Where’s Your God Now, Mets Fans? RA Burns Himself In Loss

Harper briefly retired in the 1st inning, throwing away his bat. He then realized that being a baseball player probably means you have very few other real world skills, and changed his mind. (Photo by Mike Stobe/Getty Images)

Final Score: Nationals 5, Mets 2.

Dame of the Game:

Gio Gonzalez: Win, 7 IP, 2 H, 2 BB, 1 R, 0 ER, 4 K. Gio got much more satisfaction out of his meeting with Dickey this time around. R.A. must’ve been taking Viagra this time or something.

Shame of the Game:

R.A. Dickey: Loss, 6 IP, 8 H, 1 BB, 5 R, 4 ER, 7 K. Dickey lost for the first time in his last 12 decisions. People will surely say the decision was fixed and that the decision should have been awarded to Dickey, but those people are probably drunken boxing fans who somehow stumbled upon a baseball game.


Trying new things can really help you live a happier life. Just look at the Nationals this season, and their decision to try winning games. I’d say everyone’s thrilled about that. Note: I don’t consider Braves, Mets, Marlins and Phillies fans important enough to be included in “everyone.” For Phillies fans in part because they’re barely people. Have you looked at some of them? Adam LaRoche took the advice to try something new today when it came to facing R.A. Dickey, by using Roger Bernadina’s bat. The result: A home run. This success using Bernadina’s lumber says to me only one thing…

Strip Bernadina of every fabric and item he owns so that you may use it to power yourself to the top. Think about it, people have had a lot of trouble hitting Dickey this year, including the Nats and LaRoche. If Adam simply using Roger’s bat could help him turn things around completely, then taking more things from Shark could highly benefit the Nats when it comes to facing tough pitchers.

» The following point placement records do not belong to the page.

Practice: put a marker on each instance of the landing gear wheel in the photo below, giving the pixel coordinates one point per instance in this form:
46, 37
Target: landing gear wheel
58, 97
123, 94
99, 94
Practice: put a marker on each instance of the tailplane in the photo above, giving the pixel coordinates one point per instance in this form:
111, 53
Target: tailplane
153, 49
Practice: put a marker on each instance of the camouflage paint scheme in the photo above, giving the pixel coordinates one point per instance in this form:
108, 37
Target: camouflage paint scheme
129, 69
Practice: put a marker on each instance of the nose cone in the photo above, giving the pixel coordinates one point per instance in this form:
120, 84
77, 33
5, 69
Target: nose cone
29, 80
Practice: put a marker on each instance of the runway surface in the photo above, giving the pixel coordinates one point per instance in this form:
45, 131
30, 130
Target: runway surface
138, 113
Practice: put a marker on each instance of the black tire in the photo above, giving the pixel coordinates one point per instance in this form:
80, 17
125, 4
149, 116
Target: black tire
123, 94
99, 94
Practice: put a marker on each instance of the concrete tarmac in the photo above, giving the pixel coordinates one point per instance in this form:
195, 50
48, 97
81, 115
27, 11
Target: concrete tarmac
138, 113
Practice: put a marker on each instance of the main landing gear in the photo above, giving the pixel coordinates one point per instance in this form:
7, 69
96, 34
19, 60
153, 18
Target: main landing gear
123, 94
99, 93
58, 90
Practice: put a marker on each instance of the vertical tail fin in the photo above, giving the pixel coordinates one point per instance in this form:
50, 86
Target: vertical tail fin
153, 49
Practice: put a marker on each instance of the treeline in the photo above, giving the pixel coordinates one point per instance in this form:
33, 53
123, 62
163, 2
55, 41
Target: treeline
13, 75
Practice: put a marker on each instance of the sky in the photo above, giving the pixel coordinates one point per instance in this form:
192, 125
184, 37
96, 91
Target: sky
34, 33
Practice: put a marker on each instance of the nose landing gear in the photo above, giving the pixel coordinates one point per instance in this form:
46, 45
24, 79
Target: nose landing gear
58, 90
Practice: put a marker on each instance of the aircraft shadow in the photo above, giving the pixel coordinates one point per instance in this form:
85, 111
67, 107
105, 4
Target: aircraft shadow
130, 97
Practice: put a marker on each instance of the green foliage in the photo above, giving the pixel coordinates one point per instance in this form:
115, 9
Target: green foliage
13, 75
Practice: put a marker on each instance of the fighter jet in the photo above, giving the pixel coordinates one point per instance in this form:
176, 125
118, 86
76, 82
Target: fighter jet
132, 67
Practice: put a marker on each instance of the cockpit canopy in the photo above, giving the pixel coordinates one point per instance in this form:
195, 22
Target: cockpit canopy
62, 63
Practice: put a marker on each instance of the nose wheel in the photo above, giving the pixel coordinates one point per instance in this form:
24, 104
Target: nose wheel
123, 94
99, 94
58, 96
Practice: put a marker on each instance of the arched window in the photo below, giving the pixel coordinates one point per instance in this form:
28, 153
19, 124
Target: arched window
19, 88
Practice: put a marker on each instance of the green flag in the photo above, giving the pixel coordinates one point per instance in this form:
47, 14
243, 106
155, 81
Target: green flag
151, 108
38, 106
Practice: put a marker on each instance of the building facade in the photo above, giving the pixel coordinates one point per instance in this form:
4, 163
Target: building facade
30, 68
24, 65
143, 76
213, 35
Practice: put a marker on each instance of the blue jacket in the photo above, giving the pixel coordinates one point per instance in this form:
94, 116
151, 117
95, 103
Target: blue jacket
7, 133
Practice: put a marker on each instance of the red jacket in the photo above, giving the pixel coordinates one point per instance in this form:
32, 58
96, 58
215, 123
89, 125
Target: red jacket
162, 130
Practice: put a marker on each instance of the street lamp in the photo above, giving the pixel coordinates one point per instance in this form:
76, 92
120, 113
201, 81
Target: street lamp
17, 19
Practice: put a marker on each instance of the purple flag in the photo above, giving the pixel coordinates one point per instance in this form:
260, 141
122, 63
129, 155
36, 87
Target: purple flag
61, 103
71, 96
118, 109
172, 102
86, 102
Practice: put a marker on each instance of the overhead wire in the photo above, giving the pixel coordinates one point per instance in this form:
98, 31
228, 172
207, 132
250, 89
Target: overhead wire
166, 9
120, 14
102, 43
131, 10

Sure, some could say that a nude, possessionless Roger Bernadina is a waste of a roster spot, but I just think we should look at him as a supply truck of sorts. He helps support the team from behind the front lines, by giving away everything he owns and loves to men obligated to be his friends through contractual obligations. I know I’d love to have a chance to do just that.

So let’s ransack Roger’s locker, even his home for anything that the Nationals players could wear, use, or replace their own organs with. You have two kidneys? Come on Shark, stop being selfish and help the team. Give us three, I’m sure your dad can spare his too.

Now I know some may call this a silly superstition, and that LaRoche was able to hit the home run because of having greater bat speed from using a lighter bat. To those people, I would say that logic has no place in Washington. And I think the entirety of the current U.S. Congress would back up that statement.

Hopefully you see the Nationals donning pants much too small amongst other things during tomorrow’s series finale vs. the Mets at noon. The Nats face the young Hefner. Young? I guess that’s what he likes to tell himself to get playmates to still sleep with him.